This article was last updated on May 26, 2022
The acting UN humanitarian Coordinator and also head of UN Food Agricultural Organization (FAO) in South Sudan, Sue Lautze said the humanitarian crises in the new nation is the most complicated in the world.
“Humanitarian operations are expensive. One metric ton (of relief good), requires US$1300 (for airdrops),” Ms Lautze lamented during a Thursday press conference in Juba. “Neither South Sudan nor Central African Republic is receiving the assistance they require. People of South Sudan don’t deserve this suffering.”
Since December 2013 when the armed internal conflict broke out in Juba, thousands have been killed, a million more displaced as thousands more sought protection at UN facilities across South Sudan.

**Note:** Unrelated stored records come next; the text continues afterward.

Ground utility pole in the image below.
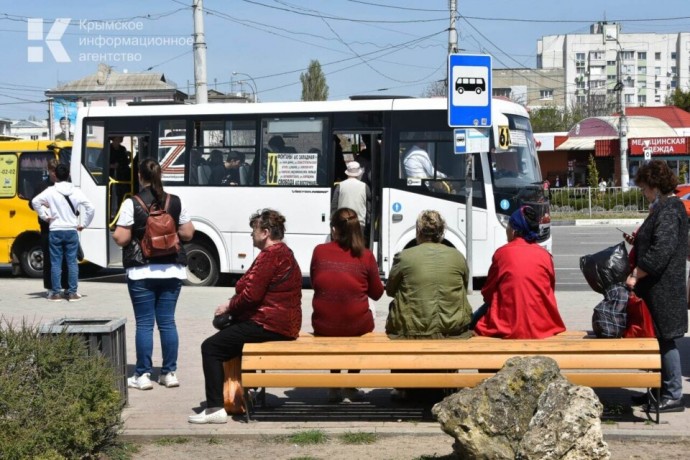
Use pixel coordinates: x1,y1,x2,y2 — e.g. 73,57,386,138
446,0,458,89
616,44,630,192
192,0,208,104
446,0,473,294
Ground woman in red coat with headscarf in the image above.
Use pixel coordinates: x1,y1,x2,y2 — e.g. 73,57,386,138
473,206,565,339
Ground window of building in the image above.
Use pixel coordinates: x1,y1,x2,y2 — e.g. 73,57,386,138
491,88,511,98
539,89,553,101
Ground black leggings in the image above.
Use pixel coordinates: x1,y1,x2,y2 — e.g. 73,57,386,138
201,321,294,408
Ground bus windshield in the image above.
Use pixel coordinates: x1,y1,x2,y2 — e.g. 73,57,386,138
489,115,541,189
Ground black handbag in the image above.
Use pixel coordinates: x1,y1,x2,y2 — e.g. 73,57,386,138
213,313,232,331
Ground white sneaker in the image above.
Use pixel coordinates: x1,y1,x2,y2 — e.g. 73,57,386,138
127,372,153,390
187,409,228,425
158,372,180,388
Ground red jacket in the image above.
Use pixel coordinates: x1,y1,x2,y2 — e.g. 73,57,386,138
474,238,565,339
228,243,302,339
311,242,383,337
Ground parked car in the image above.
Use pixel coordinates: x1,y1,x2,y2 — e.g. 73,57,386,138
673,184,690,219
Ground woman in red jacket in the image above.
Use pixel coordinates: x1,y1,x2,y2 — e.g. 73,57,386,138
310,208,384,402
189,209,302,423
472,206,565,339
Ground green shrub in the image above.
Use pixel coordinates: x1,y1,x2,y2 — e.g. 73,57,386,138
0,318,122,459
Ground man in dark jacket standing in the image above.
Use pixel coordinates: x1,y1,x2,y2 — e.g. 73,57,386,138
626,160,688,412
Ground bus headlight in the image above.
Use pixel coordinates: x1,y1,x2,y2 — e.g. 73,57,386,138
496,214,510,228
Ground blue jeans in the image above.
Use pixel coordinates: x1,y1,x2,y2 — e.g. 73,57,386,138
48,230,79,294
127,278,182,375
658,339,683,399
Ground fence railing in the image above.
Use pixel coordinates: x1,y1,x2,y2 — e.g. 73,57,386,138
549,187,649,217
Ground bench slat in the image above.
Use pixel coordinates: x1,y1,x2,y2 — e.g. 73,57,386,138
242,353,661,370
243,338,659,356
242,371,661,388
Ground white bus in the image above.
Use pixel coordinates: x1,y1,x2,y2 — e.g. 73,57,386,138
71,98,551,285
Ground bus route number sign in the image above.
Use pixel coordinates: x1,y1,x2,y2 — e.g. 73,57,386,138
448,54,491,128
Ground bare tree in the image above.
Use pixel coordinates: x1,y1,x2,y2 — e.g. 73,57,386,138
299,60,328,101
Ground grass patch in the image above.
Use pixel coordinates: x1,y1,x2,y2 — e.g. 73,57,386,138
155,436,189,446
287,430,328,446
340,431,378,444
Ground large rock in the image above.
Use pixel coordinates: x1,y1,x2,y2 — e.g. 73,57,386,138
518,382,610,460
432,356,608,460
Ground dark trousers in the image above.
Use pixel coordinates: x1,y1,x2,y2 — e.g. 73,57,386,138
41,224,69,290
201,321,294,408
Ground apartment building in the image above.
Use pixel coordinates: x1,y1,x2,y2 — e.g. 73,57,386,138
537,22,690,110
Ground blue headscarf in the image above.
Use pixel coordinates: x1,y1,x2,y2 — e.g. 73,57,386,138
508,206,539,243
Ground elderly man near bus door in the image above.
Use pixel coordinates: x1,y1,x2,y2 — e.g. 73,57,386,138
331,161,371,241
31,164,94,302
402,143,446,179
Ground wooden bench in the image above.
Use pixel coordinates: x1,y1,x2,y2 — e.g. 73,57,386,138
232,331,661,423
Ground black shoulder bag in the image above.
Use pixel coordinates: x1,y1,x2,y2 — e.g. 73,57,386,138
62,195,84,262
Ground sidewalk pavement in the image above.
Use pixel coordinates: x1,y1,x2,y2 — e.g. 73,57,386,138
0,274,690,439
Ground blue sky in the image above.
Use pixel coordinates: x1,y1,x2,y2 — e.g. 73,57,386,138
0,0,690,119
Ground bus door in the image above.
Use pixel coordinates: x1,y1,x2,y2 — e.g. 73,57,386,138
78,119,151,267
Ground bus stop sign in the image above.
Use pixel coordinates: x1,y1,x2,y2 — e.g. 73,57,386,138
448,54,491,128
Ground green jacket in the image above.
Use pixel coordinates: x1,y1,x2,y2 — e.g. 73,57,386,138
386,243,472,339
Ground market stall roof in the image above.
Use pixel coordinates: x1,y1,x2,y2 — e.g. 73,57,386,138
556,116,677,150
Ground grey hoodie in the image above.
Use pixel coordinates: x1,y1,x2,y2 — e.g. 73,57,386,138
31,181,94,232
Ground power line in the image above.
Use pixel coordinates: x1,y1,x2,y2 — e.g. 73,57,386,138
347,0,448,13
242,0,448,24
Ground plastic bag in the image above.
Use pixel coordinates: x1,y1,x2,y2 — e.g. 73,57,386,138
223,356,246,415
580,241,630,294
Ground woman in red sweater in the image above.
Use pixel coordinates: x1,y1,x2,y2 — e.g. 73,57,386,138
310,208,384,402
189,209,302,423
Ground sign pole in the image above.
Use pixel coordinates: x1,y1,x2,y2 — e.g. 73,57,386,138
465,153,474,294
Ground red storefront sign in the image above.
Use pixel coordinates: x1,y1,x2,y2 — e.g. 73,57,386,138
630,137,688,155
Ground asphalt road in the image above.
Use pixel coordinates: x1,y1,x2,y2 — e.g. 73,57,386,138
551,225,636,291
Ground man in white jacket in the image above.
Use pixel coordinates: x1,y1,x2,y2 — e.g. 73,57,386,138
31,164,94,302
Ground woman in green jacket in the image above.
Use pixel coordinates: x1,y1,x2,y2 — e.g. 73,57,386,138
386,211,472,339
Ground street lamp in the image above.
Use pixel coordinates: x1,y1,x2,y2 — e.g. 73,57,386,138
232,71,259,102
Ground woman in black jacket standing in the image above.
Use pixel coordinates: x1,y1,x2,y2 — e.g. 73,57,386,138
626,160,688,412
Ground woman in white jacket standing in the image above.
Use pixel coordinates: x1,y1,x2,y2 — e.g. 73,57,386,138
31,164,94,302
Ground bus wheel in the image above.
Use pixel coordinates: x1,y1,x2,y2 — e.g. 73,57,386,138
19,241,44,278
184,243,220,286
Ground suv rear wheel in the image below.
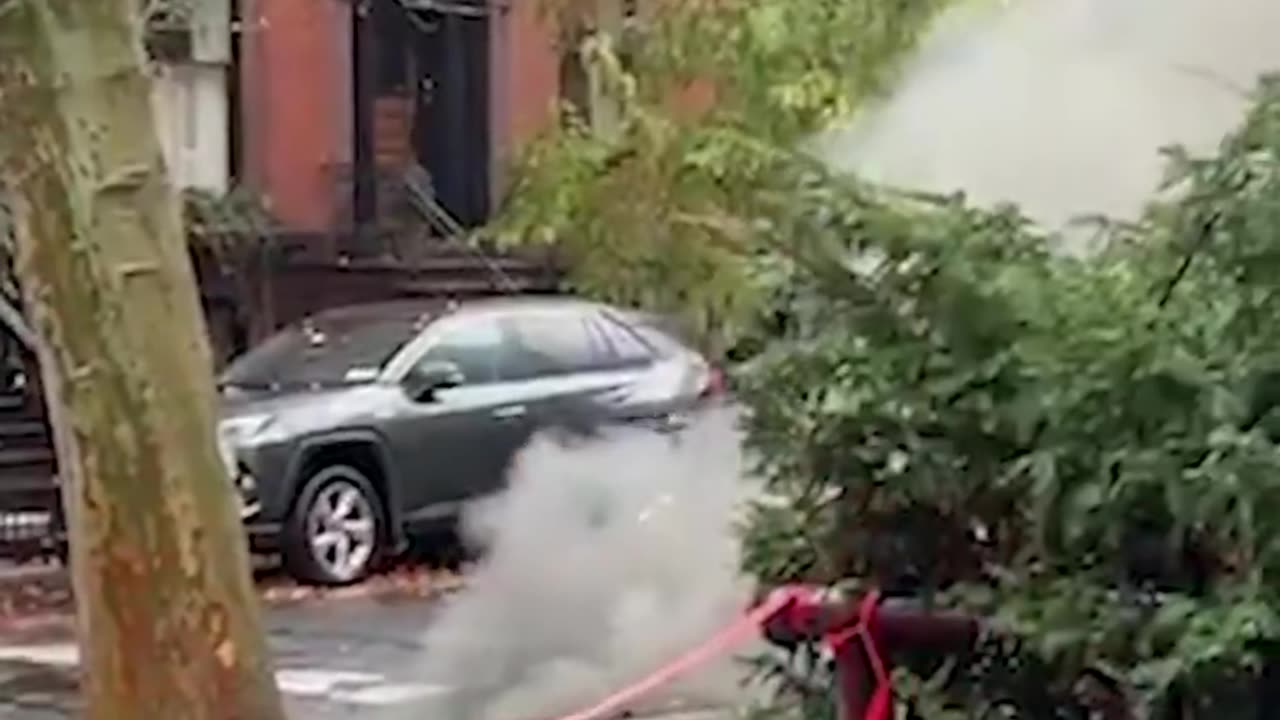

Lautze said 90% of the Internally Displaced persons (IDPs) don’t have basic necessities and 3.7million people across the country are extremely food insecure as compounded by the armed conflict.
The UN says there is poor and slow response to humanitarian agencies’ joint appeal for US$1.27billion for immediate needs and preposition relief supplies to areas that are impassable during the rainy season.
Relatedly, the United Nations Mission in South Sudan (UNMISS) would close its Protection of Civilians-site (POC) in Tomping to avoid it from becoming a death trap.
With the rainy season now settling in, conditions are getting worse at the Tomping and Malakal according to the head of Mission Hilde F. Johnson are at imminent risk of turning into death traps.
To date, 21,000 of the over 67,000 people seeking protection at UN facilities, are in the flood prone-Tomping protection site.. “Most of these areas as you know, are swamps and flooded during the rainy season,” Ms Johnson said on Thursday.
“They have to be closed before we face an outbreak of deadly water borne diseases, such as cholera and typhoid. As the rains increase, we all may find ourselves with a health catastrophe at our hands. We will close the Tomping Protection site within the UNMISS compound in May.”
As a result of the recent violent rains in Juba, half of the latrines in Tomping protection site collapsed and the drainage systems were severely damaged.
The IDPs would be transferred to a new safer site under preparation near the UN House in Jebel. “I appeal to community leaders, both inside the camp and outside, to help explain the urgency of this relocation to the IDPs. We need, at all cost, to avoid a situation where people are trapped in deadly conditions, which could result in the loss of many lives,” Ms Johnson said.
The two UN leaders called on the warring parties to allow humanitarian assistance reach all the areas they control and appealed for immediate return of peace in the country.
“People of South Sudan have suffered far too long. They didn’t deserve going through these nightmares again. They deserve peace. They need peace,” Ms Johnson appealed.
“I therefore call on all leaders to put the country’s interest before their own. I also call on all South Sudanese citizens to put the nation’s interest before their own community.”